Les Américains appellent cela une perfect storm (« une tempête parfaite »), soit une conjonction des pires ennuis au plus mauvais moment. Alors que les tensions entre l’Algérie et le Maroc connaissent un nouveau regain depuis plus d’un an, l’Espagne est entrée dans la danse en se prononçant en faveur du plan d’autonomie marocain en mars, déclenchant la colère d’Alger. Une décision qui intervient dans un contexte de crise de l’énergie après l’invasion russe de l’Ukraine.
À l’affaire du Sahara occidental, qui mine les relations entre les trois pays, s’ajoute désormais la guerre du gaz. Exportateur de pétrole et de gaz de premier plan, l’Algérie joue de cette ressource comme une arme pour sanctionner Rabat et Madrid, et comme une carte pour se rendre incontournable sur la scène mondiale.
Plus de huit mois après la fermeture, en octobre 2021, du Gazoduc Maghreb-Europe (GME) qui alimente l’Espagne et le Portugal en gaz algérien via le Maroc, les Algériens peuvent mesurer l’impact de cette arme sur l’économie de son voisin de l’ouest : après l’arrêt de deux centrales électriques et au vu de tensions sur le budget de l’État, Rabat cherche des fournisseurs pour pallier le manque de gaz en provenance d’Algérie et réduire sa dépendance à l’égard de l’Espagne.
Un mal pour un bien
Mais l’arrêt du GME n’a pas que des retombées négatives pour le royaume. Il oblige les autorités marocaines à faire de la sécurité énergétique leur priorité numéro un et à préparer ainsi l’entrée du royaume sur le marché mondial du GNL. La fermeture en 1994 des frontières avec l’Algérie avait contraint Rabat à diversifier son économie pour ne plus dépendre du marché algérien, celle du GME l’oblige aujourd’hui à se tourner encore une fois vers d’autres clients.

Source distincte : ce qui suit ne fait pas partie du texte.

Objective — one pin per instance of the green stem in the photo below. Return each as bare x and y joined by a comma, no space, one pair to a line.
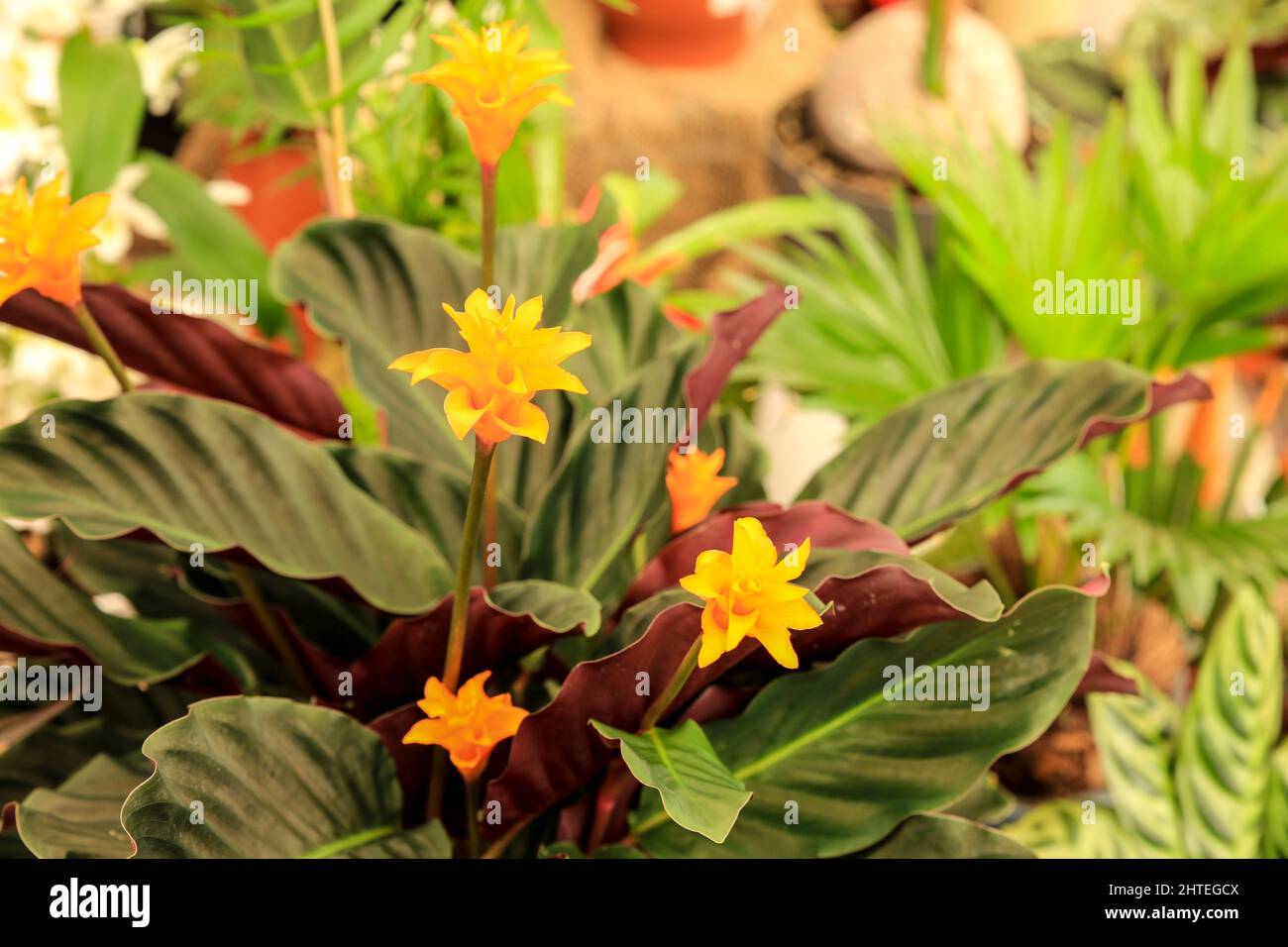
275,635
487,175
673,689
89,325
472,817
465,565
932,52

Certes la fermeture du GME et les menaces de couper le Medgaz mettent Madrid dans l’embarras, mais elles brouillent ses relations avec l’Algérie, un partenaire jusque-là jugé stratégique et fiable.
L’usage du gaz comme arme politico-diplomatique a donc ses limites, dans la mesure où celle-ci pourrait saper la crédibilité et la fiabilité du groupe pétrolier Sonatrach aux yeux de ses partenaires étrangers.